By: Michael Gay

LLMs (large language models) are the foundational technology behind the AI models currently taking over the news cycle. After seeing the headlines about how ChatGPT can now pass the SAT, GRE, bar, and U.S. Medical Licensing exams; answer questions that seemingly require it understand the physical world; and even supposedly generate code for polymorphic malware that can evade AV and EDR solutions, I’ll admit that I was beginning to buy into the hype. It seemed like a golden age of AI might really be upon us—disruptive, glorious, and horrible.

Many of the biggest names in tech are rushing to integrate an LLM into any and every product it can be stuffed into, while curiously and simultaneously claiming they don’t really know how they work. The supposed human-like capabilities that LLMs are reported to possess have a huge number of people feeling as though their jobs are at risk, while just as many people are flooding YouTube, blog posts, and social media with get-rich-quick schemes tied to their use.

As a naturally curious person with a special interest in AI, I’ve spent a good chunk of my free time over the last several weeks obsessively watching videos, listening to podcasts, and reading news about the subject. I’ve also personally tinkered with a handful of AI systems myself to get a feeling for what they’re really capable of.

My experiences so far have alarmed me, but not at all in the way I expected.

Something worse than a con artist.

Whether I was using ChatGPT, ChatGPT Plus, Bard, or a locally hosted 13-billion parameter Vicuna model, it didn’t matter. Each one of them convincingly and confidently told me things that were demonstrably false and did so very often.

For all but the simplest of coding tasks, they spit out syntactically correct, but semantically nonsense code. Subsequently, this requires a real human with real coding skills to identify its mistakes and re-write the results to make something functional. They cite research papers, legal cases, and other sources of information that don’t exist, which has recently landed at least one lawyer in hot water before a federal judge after he relied on ChatGPT to do his case research for him. They “helpfully” recommend calorie restriction diets for people suffering from anorexia and bulimia, graduating from being simply wrong to producing dangerous misinformation.

Even ChatGPT Plus, which can access the internet when requested to look up information it wasn’t trained on, didn’t fare much better than free alternatives. During a live demonstration of how to use it to compare the features and prices of various products, my colleagues and I watched as it gathered data from various websites, and then seemingly disregarded the pricing information on the pages it accessed and made-up the information instead.

Piles of blog posts and influencers might have you believe that if you get a nonsense answer out of an LLM, that it’s a rare example of an AI “hallucination”, or that you simply haven’t gotten the hang of “prompt engineering” yet. It’s hard to decide whether statements like this are intentional misinformation, or the result of a lack of understanding regarding how LLMs work.

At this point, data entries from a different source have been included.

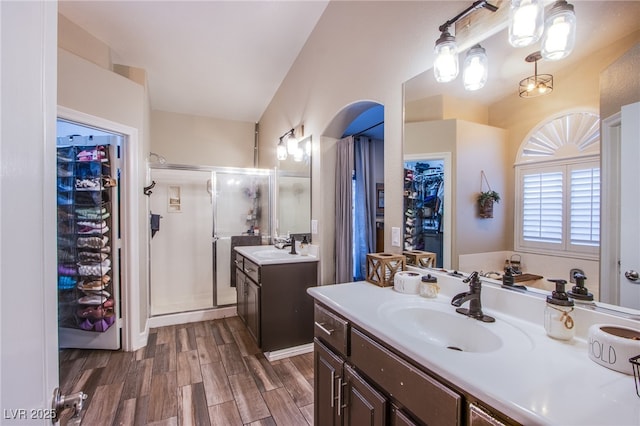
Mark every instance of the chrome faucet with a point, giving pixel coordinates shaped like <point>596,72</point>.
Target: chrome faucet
<point>473,297</point>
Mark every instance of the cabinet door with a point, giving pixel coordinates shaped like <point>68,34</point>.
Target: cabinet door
<point>363,404</point>
<point>253,309</point>
<point>241,292</point>
<point>328,372</point>
<point>399,418</point>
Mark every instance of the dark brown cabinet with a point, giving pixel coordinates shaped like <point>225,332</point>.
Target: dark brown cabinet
<point>273,302</point>
<point>359,381</point>
<point>342,396</point>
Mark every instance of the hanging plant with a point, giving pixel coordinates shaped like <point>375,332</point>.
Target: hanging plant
<point>486,199</point>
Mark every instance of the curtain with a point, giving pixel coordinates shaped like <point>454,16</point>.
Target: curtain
<point>344,210</point>
<point>364,216</point>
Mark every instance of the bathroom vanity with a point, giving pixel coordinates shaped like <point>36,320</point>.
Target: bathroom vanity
<point>403,359</point>
<point>271,286</point>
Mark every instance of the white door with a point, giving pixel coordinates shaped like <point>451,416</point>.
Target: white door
<point>28,299</point>
<point>630,208</point>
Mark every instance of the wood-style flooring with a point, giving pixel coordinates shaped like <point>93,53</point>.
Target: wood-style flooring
<point>205,373</point>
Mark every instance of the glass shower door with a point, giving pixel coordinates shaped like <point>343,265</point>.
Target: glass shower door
<point>181,255</point>
<point>241,209</point>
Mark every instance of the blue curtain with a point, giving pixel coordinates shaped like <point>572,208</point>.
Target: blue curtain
<point>364,211</point>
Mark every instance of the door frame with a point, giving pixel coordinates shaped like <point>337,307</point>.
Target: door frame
<point>130,286</point>
<point>610,135</point>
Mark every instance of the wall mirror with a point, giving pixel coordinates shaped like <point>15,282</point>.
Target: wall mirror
<point>293,193</point>
<point>426,101</point>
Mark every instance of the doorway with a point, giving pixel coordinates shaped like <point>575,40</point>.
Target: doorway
<point>360,159</point>
<point>89,176</point>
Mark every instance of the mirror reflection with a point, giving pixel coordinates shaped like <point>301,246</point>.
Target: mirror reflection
<point>489,132</point>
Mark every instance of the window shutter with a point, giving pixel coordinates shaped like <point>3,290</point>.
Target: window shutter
<point>585,206</point>
<point>542,207</point>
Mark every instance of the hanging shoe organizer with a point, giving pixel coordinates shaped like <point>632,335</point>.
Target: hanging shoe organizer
<point>84,238</point>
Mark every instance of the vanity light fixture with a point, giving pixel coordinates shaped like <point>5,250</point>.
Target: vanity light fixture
<point>476,67</point>
<point>526,22</point>
<point>560,31</point>
<point>537,84</point>
<point>292,143</point>
<point>282,150</point>
<point>445,66</point>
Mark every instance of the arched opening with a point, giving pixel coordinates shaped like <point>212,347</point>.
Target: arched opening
<point>358,192</point>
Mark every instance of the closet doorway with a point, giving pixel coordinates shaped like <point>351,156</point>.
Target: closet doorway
<point>195,213</point>
<point>90,164</point>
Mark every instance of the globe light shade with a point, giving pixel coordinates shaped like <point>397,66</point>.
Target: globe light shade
<point>560,32</point>
<point>476,66</point>
<point>445,66</point>
<point>526,22</point>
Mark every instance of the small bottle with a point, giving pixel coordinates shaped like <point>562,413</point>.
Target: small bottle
<point>429,286</point>
<point>558,322</point>
<point>304,246</point>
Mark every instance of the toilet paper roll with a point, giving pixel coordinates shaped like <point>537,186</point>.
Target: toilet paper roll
<point>406,282</point>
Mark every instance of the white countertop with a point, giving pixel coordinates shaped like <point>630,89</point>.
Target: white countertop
<point>546,382</point>
<point>270,255</point>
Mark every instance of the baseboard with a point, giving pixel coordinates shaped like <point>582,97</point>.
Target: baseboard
<point>288,352</point>
<point>188,317</point>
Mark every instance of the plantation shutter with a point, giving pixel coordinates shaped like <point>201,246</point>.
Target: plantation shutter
<point>585,206</point>
<point>542,207</point>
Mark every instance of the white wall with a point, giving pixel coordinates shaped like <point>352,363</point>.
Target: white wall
<point>28,291</point>
<point>205,141</point>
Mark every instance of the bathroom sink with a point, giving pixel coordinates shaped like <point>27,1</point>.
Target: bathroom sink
<point>273,253</point>
<point>440,325</point>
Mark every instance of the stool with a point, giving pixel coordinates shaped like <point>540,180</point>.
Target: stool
<point>425,259</point>
<point>381,267</point>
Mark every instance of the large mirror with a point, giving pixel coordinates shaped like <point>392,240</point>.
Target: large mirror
<point>483,132</point>
<point>293,193</point>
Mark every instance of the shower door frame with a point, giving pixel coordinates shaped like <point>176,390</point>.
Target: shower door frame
<point>215,170</point>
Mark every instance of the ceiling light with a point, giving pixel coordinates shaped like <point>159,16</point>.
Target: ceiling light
<point>537,84</point>
<point>281,150</point>
<point>476,67</point>
<point>445,66</point>
<point>292,143</point>
<point>560,31</point>
<point>526,21</point>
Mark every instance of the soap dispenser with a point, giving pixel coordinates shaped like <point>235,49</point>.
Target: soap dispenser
<point>304,246</point>
<point>558,321</point>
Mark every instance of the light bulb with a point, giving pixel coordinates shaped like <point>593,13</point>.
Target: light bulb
<point>292,144</point>
<point>281,151</point>
<point>526,19</point>
<point>445,66</point>
<point>560,33</point>
<point>475,68</point>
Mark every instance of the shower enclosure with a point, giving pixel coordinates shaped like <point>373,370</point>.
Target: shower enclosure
<point>195,212</point>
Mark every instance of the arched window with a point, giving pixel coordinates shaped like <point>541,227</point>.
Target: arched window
<point>557,172</point>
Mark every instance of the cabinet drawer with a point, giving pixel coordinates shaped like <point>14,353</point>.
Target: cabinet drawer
<point>238,260</point>
<point>421,394</point>
<point>331,329</point>
<point>252,270</point>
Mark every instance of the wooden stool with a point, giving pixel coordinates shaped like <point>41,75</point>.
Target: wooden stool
<point>381,267</point>
<point>425,259</point>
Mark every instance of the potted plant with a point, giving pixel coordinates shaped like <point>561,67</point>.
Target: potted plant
<point>485,203</point>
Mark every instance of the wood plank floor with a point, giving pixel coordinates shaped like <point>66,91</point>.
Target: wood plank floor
<point>205,373</point>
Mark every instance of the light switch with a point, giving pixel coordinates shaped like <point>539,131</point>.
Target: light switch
<point>395,236</point>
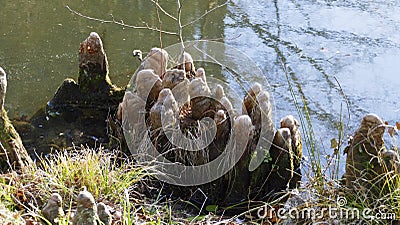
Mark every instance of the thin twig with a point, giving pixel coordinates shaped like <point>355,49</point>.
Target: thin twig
<point>147,27</point>
<point>178,2</point>
<point>205,14</point>
<point>163,10</point>
<point>159,20</point>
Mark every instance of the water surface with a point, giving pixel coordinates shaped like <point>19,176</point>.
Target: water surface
<point>320,43</point>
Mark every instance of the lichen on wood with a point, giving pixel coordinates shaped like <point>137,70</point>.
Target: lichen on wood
<point>80,112</point>
<point>13,155</point>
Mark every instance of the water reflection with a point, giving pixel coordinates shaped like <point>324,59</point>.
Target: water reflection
<point>356,42</point>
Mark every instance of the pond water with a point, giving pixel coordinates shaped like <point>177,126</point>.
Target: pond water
<point>321,43</point>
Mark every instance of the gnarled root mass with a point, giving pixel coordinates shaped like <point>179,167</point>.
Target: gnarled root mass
<point>173,115</point>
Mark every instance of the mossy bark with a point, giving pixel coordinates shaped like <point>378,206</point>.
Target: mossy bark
<point>13,155</point>
<point>80,113</point>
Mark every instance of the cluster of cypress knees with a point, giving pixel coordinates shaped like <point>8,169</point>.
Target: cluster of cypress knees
<point>180,96</point>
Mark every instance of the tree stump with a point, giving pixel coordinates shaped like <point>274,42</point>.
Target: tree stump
<point>13,155</point>
<point>80,113</point>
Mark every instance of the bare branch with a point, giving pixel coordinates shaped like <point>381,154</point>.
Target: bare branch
<point>205,14</point>
<point>147,27</point>
<point>178,2</point>
<point>163,10</point>
<point>159,22</point>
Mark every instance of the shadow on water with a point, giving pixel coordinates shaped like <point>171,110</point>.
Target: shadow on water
<point>317,43</point>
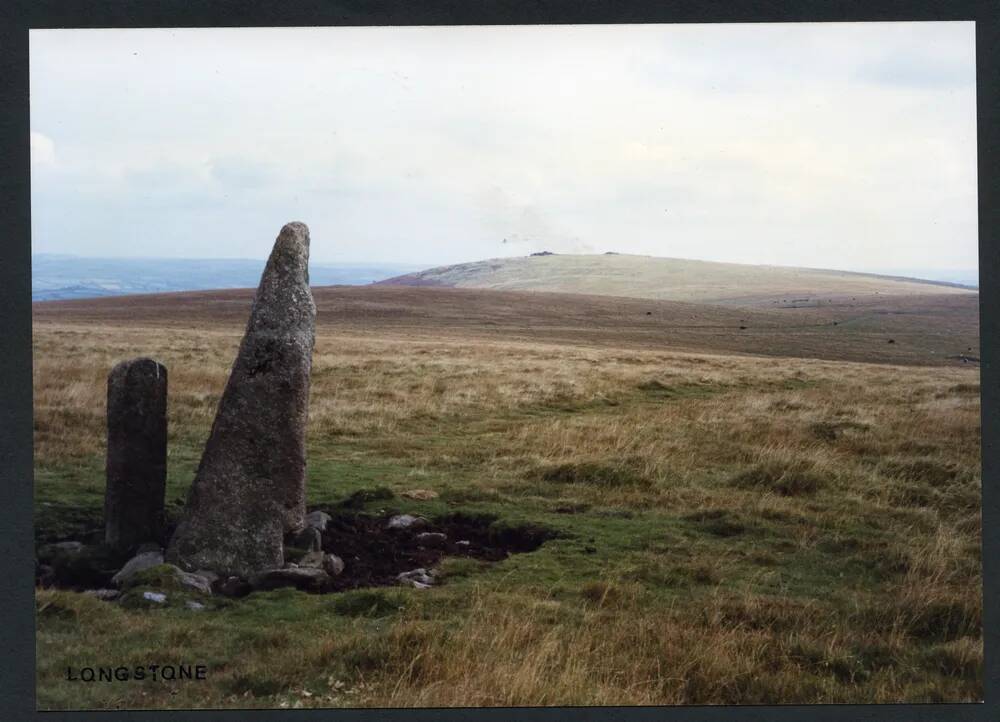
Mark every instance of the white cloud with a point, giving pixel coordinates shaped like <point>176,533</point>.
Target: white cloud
<point>838,145</point>
<point>43,150</point>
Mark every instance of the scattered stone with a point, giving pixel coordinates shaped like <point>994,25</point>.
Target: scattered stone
<point>136,564</point>
<point>136,467</point>
<point>207,574</point>
<point>417,578</point>
<point>318,520</point>
<point>406,521</point>
<point>333,565</point>
<point>419,494</point>
<point>330,563</point>
<point>66,547</point>
<point>104,594</point>
<point>232,587</point>
<point>195,581</point>
<point>309,539</point>
<point>312,559</point>
<point>45,575</point>
<point>249,490</point>
<point>304,578</point>
<point>432,539</point>
<point>79,566</point>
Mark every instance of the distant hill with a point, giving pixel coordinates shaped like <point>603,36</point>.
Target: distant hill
<point>59,277</point>
<point>672,279</point>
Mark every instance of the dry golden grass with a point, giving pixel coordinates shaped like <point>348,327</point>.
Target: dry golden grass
<point>767,529</point>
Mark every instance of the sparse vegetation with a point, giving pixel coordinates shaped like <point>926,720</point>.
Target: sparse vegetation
<point>729,529</point>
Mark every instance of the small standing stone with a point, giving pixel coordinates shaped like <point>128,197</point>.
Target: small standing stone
<point>137,453</point>
<point>249,490</point>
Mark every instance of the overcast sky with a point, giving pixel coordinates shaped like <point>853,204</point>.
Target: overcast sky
<point>847,146</point>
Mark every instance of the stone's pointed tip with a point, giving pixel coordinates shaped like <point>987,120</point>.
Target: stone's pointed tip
<point>296,228</point>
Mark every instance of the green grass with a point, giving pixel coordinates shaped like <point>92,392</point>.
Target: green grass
<point>720,534</point>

Personally, interacting with these large language models has felt a lot like conversing with a con artist or a pathological liar, only worse because it’s unreasonable to be angry at them when they spout nonsense. These systems cannot intentionally lie, and surely don’t “hallucinate”. Believing that they can do either is an example of anthropomorphizing LLMs; assigning them human-like qualities that they simply do not have.

“Stochastic Parrots”

Though she likely did not coin the term, the AI ethicist Timnit Gebru (who made the news after leaving Google under contentious circumstances) gave the most apt description of these systems I’ve seen so far. She referred to LLMs as “stochastic parrots”.

“Stochastic” because there’s an element of randomness to their output that makes them seem more human, and “parrots” because given some context, they mimic the patterns of text that they were trained on without any understanding of the meaning behind the words they generate. It’s this lack of real intelligence and genuine comprehension that can lead to serious consequences when people rely on them for important tasks or decision-making.

I’m very worried for the future of companies that are rushing to integrate these current-generation LLMs into everything. How could you possibly trust what they tell you after using one for any appreciable length of time?

Even for this very blog post I asked ChatGPT to answer a question: “who coined the phrase stochastic parrots?” It helpfully informed me that the phrase was coined by Rodney Brooks, an influential roboticist and co-founder of iRobot and Rethink Robotics. He supposedly used the term in a blog post titled “The Seven Deadly Sins of Predicting the Future of AI,” published in 2017. The funny thing is, I looked up the essay, and did a simple CTRL+F search through its contents. Neither the word “stochastic” nor “parrot” show up anywhere in the piece. You can check it out for yourself here: https://rodneybrooks.com/the-seven-deadly-sins-of-predicting-the-future-of-ai/

Whether or not more training and/or bigger models with more parameters will make LLMs more trustworthy remains to be seen. For now, maybe don’t trust your LLM yet.